C’è tuttavia un aspetto che merita di essere sottolineato. Anche se il cambiamento climatico è un problema globale la cui soluzione non può prescindere dalla cooperazione di tutti i paesi del mondo, quando si tratta di valutare in che modo le energie rinnovabili e la transizione energetica possano andare a beneficio delle persone è necessario ricordare che le politiche di adattamento si realizzano tipicamente a livello locale. Anche per delle banali ragioni materiali: le energie rinnovabili creano occupazione e attività economica in modo territorialmente più disperso rispetto alle industrie energetiche convenzionali.

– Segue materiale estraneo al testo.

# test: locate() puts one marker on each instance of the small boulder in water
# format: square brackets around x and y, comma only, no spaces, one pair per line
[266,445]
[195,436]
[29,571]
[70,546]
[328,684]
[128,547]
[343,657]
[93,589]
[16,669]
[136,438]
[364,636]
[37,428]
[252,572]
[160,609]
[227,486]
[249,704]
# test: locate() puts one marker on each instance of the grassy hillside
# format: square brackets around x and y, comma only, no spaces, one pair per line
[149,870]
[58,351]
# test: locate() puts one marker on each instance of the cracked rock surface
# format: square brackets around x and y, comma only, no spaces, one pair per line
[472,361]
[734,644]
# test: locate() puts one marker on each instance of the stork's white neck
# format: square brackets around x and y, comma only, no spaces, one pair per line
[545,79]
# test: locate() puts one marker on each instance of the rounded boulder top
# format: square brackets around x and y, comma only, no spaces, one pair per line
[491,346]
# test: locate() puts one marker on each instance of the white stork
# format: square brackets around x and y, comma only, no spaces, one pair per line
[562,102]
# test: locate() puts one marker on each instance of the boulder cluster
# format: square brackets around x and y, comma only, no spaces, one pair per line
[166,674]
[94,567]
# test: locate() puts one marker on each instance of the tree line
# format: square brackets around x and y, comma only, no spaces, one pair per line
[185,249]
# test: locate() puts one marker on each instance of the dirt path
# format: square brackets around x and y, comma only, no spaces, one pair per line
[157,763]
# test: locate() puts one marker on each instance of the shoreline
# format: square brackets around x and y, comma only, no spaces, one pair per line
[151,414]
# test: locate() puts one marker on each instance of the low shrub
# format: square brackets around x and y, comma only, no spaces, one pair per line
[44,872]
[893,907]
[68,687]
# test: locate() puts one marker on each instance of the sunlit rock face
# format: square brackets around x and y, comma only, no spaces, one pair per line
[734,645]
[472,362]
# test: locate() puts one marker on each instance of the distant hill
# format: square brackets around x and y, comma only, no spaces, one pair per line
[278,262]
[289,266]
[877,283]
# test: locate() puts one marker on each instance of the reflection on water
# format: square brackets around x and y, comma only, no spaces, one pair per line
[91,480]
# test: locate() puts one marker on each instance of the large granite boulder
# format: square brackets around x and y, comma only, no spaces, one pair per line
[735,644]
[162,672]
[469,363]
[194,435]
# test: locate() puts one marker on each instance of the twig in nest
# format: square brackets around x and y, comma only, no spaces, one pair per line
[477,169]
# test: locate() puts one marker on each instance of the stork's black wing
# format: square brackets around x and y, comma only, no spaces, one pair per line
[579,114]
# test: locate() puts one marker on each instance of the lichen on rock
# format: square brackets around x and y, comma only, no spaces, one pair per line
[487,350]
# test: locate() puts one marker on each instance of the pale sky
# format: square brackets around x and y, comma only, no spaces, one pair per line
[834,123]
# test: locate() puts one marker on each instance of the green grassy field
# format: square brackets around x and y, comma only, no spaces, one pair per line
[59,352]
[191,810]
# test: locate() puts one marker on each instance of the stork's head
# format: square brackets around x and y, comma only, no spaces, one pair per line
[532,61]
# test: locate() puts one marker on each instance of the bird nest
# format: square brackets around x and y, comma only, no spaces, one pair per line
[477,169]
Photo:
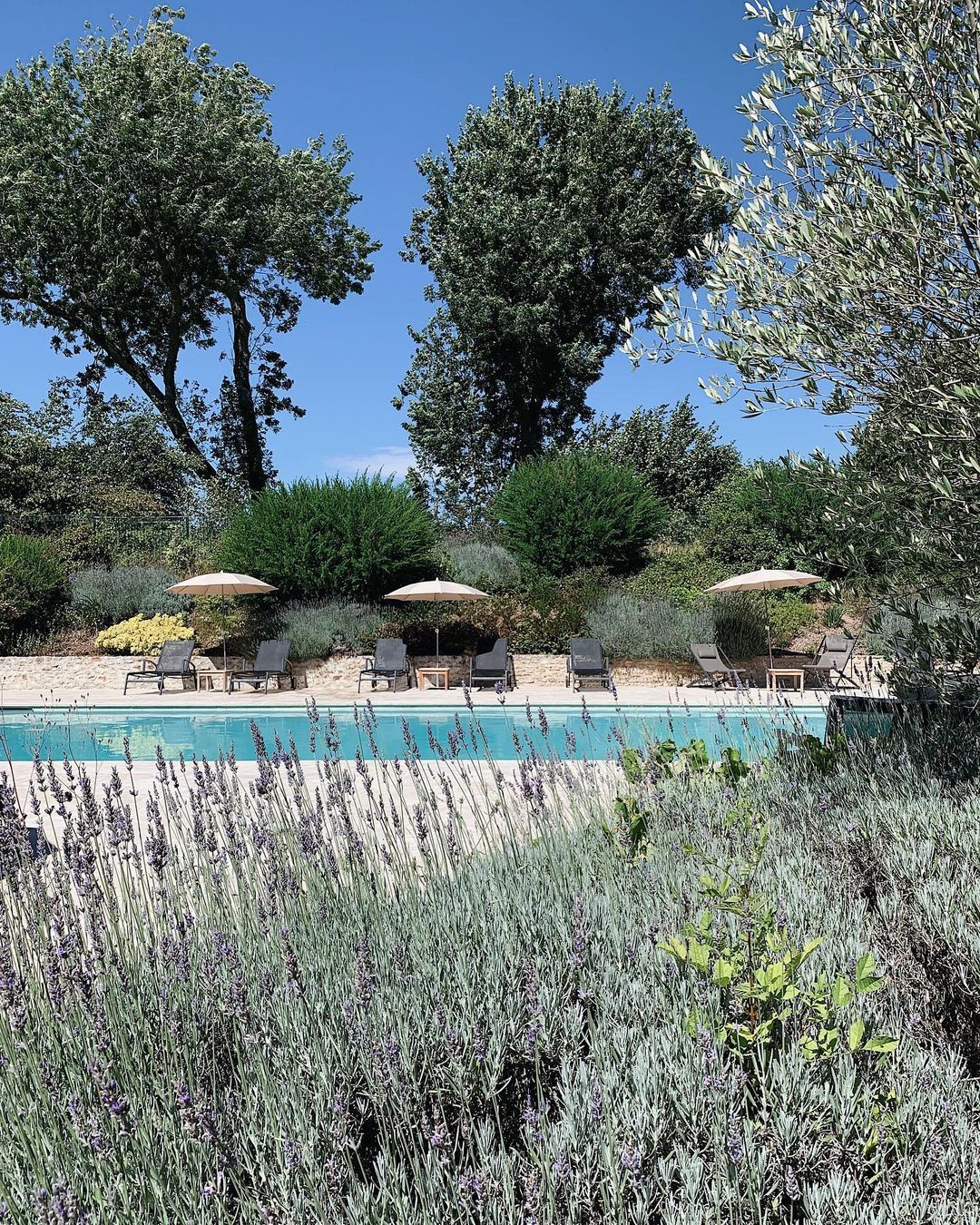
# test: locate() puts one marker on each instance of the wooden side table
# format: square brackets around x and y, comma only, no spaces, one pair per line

Si pensi soltanto, per fare un esempio, alla differenza tra una singola centrale elettrica e una moltitudine di turbine eoliche. Il cambiamento climatico è un problema mondiale che richiede soluzioni a livello territoriale. Sono i territori e le comunità locali a doversi esporre in prima linea per muoversi alla ricerca di soluzioni alla crisi climatica, attenuare l’impatto del riscaldamento globale e rafforzare la resilienza. Se a livello globale è necessario definire una governance che rappresenti ed equilibri gli interessi spesso contrastanti tra i diversi paesi, è a livello locale che molto può essere fatto, tramite il rafforzamento dei territori, del ruolo degli Stati e dell’Europa in chiave federalista.